For the second time in less than one month, Europe is witnessing a widespread and intense heatwave, with many new maximum and minimum temperature records, disruption to transport and infrastructure and stress on people’s health and the environment.
Belgium, Germany and the Netherlands saw new national temperature records, as temperatures passed the 40° Celsius mark. In France, Paris recorded its hottest day on record, with provisional temperatures of 42.6 °C at 1630, an unprecedented value since the beginning of measurements. The United Kingdom saw its hottest July day on record on Thursday, July 25, 2019.
National meteorological and hydrological services have issued heat alerts – including the top-level red alert – and, in some areas, fire warnings to minimize the risk to life and the environment.
The July heatwave follows an unusually early and exceptionally intense heatwave in June, which set new temperature records in Europe and ensured that the month of June was the hottest on record for the continent, with the average temperature of 2° Celsius above normal.
Climate change and heatwaves
“Such intense and widespread heatwaves carry the signature of man-made climate change.

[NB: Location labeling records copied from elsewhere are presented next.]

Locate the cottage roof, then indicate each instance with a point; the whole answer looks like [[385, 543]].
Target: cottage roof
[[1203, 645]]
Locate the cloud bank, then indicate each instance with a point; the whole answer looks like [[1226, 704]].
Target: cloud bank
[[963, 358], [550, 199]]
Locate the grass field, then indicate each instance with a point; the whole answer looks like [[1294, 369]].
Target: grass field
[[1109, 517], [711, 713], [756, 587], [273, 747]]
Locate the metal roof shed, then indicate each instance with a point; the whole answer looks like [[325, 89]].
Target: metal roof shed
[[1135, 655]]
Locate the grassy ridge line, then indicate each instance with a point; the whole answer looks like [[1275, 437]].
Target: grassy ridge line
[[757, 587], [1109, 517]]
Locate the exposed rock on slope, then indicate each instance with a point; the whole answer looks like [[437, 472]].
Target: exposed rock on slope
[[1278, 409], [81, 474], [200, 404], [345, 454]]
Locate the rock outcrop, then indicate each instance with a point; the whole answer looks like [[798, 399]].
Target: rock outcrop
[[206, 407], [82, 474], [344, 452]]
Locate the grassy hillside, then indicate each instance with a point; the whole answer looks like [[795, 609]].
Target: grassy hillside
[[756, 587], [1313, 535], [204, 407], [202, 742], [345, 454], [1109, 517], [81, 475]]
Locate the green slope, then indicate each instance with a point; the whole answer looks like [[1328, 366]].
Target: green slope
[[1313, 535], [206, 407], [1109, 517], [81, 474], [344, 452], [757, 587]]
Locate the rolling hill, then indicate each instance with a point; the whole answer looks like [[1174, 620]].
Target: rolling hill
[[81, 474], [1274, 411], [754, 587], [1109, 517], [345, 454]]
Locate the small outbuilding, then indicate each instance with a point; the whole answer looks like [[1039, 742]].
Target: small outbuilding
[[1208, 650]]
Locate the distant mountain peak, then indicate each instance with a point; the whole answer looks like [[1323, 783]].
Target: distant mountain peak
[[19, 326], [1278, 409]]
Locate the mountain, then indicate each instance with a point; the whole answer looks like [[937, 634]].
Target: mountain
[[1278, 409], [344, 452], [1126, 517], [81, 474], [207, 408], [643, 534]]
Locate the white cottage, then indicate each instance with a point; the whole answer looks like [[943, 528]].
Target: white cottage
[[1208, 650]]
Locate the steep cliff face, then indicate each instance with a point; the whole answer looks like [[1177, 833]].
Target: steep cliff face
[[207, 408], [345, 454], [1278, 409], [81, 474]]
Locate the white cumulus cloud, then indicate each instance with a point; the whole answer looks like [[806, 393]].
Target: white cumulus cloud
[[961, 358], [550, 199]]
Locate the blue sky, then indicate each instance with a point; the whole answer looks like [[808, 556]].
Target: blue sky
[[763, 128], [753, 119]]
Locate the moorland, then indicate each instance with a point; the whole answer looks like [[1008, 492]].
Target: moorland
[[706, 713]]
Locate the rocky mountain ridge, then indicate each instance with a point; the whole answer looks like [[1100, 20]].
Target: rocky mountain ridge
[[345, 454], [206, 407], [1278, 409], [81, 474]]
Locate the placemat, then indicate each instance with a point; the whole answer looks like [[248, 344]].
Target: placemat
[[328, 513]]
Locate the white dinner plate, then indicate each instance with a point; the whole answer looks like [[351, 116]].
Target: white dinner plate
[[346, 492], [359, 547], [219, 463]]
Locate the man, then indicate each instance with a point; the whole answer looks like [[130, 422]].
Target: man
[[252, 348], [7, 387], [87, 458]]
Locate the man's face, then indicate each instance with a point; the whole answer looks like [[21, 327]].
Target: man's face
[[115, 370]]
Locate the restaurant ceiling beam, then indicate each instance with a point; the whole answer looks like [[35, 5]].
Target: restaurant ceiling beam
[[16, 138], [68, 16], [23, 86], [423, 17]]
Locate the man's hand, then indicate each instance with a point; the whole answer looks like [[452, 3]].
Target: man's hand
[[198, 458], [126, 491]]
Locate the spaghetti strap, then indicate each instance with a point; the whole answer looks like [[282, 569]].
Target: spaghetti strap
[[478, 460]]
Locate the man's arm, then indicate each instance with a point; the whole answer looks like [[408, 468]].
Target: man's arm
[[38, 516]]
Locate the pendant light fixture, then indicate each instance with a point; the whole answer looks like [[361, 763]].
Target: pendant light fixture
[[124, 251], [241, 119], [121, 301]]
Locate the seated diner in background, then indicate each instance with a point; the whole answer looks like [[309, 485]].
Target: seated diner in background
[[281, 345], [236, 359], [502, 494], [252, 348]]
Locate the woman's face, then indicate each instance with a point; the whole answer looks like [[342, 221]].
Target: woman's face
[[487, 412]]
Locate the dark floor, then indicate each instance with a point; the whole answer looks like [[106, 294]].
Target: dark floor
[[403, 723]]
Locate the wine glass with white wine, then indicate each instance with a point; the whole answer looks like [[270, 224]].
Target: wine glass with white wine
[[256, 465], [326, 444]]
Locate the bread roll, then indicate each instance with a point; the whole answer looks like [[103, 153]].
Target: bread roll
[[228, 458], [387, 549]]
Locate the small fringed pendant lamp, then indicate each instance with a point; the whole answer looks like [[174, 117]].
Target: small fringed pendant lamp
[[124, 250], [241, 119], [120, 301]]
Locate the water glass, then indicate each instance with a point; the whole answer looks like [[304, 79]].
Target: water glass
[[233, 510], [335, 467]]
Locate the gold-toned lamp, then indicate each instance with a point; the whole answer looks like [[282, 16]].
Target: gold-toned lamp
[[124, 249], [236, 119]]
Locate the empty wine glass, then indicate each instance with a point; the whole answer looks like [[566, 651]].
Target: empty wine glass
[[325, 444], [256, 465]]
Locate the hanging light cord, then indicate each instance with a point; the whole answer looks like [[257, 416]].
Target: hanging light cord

This is consistent with the scientific finding showing evidence of more frequent, drawn out and intense heat events as greenhouse gas concentrations lead to a rise in global temperatures,” according to Johannes Cullmann, Director of the World Meteorological Organisation’s (WMO) Climate and Water Department.

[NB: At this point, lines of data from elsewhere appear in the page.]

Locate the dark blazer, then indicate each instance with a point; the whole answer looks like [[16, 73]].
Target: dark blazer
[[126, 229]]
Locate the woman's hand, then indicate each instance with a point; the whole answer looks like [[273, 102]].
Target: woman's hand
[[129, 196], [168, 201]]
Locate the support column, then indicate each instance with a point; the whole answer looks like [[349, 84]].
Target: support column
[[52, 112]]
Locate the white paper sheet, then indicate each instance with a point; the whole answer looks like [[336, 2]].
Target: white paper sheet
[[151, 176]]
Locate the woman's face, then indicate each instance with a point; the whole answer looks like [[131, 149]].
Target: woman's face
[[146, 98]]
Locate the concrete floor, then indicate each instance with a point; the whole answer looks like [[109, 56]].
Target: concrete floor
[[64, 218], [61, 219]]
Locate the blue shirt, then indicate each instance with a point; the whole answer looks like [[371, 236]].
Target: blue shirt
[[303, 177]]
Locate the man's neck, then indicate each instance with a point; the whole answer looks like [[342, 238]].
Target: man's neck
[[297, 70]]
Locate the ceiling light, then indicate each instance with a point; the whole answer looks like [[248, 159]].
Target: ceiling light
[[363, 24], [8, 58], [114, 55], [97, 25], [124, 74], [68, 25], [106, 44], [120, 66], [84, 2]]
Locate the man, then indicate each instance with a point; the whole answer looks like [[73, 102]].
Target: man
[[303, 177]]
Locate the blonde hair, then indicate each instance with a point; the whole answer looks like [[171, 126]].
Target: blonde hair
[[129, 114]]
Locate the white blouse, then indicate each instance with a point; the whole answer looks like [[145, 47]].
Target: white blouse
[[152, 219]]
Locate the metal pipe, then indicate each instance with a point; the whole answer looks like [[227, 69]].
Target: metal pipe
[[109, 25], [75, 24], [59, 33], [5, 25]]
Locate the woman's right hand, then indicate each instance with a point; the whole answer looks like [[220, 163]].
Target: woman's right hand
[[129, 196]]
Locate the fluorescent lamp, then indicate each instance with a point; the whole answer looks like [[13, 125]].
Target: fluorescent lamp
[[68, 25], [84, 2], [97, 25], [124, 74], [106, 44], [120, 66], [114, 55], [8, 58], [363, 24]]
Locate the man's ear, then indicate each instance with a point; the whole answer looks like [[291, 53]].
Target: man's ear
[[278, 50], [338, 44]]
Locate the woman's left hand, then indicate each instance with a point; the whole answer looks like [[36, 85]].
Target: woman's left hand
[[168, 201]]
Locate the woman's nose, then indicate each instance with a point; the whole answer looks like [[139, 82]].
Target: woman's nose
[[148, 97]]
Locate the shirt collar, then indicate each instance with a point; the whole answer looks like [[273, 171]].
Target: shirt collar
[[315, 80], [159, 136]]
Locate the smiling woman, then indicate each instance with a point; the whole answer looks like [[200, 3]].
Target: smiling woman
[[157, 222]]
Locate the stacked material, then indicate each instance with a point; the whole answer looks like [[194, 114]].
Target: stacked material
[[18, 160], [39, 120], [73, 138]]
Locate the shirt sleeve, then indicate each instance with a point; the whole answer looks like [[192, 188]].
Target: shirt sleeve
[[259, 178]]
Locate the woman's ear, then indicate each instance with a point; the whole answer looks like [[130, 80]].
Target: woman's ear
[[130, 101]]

“WMO expects that 2019 will be in the five top warmest years on record, and that 2015-2019 is to be the warmest of any equivalent five-year period on record,” he said.
Many scientific studies have been conducted on the links between climate change and heatwaves.

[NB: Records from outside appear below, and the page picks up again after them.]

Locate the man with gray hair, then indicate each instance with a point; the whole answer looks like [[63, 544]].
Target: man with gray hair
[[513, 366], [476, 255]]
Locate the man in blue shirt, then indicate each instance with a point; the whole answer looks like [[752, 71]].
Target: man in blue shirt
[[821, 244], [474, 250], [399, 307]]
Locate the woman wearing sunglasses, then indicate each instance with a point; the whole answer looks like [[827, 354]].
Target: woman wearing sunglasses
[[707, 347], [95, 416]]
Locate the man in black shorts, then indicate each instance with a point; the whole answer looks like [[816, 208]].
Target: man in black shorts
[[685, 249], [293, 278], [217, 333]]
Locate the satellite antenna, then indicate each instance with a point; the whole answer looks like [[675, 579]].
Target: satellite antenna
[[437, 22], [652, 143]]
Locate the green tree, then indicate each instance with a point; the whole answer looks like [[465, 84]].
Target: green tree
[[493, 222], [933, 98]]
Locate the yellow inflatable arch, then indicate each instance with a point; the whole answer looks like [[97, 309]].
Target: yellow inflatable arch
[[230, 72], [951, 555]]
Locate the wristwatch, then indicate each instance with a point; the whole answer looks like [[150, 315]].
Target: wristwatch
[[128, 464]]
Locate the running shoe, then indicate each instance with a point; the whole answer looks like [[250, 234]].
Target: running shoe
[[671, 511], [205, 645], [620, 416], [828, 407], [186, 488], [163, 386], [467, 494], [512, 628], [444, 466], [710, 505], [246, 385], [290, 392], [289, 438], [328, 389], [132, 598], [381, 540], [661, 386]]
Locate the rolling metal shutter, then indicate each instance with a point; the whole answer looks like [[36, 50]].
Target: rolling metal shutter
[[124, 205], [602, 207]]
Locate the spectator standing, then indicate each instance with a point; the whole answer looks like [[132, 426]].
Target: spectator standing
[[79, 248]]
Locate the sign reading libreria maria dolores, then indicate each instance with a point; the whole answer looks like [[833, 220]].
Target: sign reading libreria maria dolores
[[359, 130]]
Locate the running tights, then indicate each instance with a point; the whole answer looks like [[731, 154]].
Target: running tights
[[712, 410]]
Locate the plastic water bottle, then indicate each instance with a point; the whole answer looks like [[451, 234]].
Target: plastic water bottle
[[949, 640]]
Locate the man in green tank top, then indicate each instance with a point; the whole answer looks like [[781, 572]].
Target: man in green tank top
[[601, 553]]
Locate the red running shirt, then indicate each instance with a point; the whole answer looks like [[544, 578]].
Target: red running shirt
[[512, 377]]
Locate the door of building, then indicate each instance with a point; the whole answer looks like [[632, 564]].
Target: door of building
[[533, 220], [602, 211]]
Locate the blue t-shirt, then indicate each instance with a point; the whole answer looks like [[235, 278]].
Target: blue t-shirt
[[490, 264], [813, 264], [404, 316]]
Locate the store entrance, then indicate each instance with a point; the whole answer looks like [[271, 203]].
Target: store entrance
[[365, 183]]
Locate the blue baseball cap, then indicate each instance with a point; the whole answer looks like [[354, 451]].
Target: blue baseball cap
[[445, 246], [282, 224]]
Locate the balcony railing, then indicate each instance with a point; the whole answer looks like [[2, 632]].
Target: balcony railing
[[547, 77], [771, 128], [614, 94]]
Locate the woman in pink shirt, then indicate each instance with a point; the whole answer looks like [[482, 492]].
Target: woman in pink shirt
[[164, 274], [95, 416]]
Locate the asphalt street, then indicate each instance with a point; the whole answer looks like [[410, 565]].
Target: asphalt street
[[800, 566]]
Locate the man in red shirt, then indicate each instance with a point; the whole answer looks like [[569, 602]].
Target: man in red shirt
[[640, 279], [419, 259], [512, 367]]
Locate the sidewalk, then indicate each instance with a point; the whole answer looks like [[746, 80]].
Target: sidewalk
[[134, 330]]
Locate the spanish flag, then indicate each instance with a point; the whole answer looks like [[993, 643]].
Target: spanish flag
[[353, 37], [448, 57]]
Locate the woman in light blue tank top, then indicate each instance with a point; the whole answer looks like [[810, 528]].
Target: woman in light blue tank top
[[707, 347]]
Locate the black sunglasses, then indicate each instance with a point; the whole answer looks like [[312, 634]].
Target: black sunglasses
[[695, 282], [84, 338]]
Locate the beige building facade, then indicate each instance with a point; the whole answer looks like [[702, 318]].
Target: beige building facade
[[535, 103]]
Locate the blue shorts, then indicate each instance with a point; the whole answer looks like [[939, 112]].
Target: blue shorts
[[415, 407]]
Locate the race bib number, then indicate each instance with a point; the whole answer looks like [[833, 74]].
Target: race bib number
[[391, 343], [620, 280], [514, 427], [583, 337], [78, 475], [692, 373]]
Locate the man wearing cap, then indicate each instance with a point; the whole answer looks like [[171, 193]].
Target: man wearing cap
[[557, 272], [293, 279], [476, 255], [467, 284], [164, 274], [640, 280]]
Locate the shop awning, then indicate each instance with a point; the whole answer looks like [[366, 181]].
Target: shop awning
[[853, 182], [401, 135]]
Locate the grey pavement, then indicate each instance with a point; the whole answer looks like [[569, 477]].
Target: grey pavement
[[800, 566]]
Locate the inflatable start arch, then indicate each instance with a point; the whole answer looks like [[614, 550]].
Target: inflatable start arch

“Every heatwave occurring in Europe today is made more likely and more intense by human-induced climate change,” said a study published by scientists at World Weather Attribution on the Human contribution to record-breaking June 2019 heatwave in France.
“The observations show a very large increase in the temperature of these heatwaves. Currently such an event is estimated to occur with a return period of 30 years, but similarly frequent heatwaves would have likely been about 4 ºC cooler a century ago. In other words, a heatwave that intense is occurring at least 10 times more frequently today than a century ago,” it said.
In its Fifth Assessment Report (2014), the Intergovernmental Panel on Climate Change (IPCC) said that “it is very likely that human influence has contributed to the observed global scale changes in the frequency and intensity of daily temperature extremes since the mid-20th century. It is likely that human influence has more than doubled the probability of occurrence of heat waves in some locations.”
In its 2018 report on Global Warming of 1.5°C, the IPCC said that climate-related risks to health, livelihoods, food security, water supply, human security, and economic growth are projected to increase with global warming of 1.5 °C and increase further with 2 °C. Limiting warming to 1.5 °C rather than 2 °C could result in 420 million fewer people being exposed to severe heatwaves, it said.
Between 2000 and 2016, the number of people exposed to heatwaves was estimated to have increased by around 125 million persons, as the average length of individual heatwaves was 0.37 days longer, compared to the period between 1986 and 2008, according to the World Health Organization.
Many countries have issued national climate assessments and scenarios which underline the close connection between climate change and heat.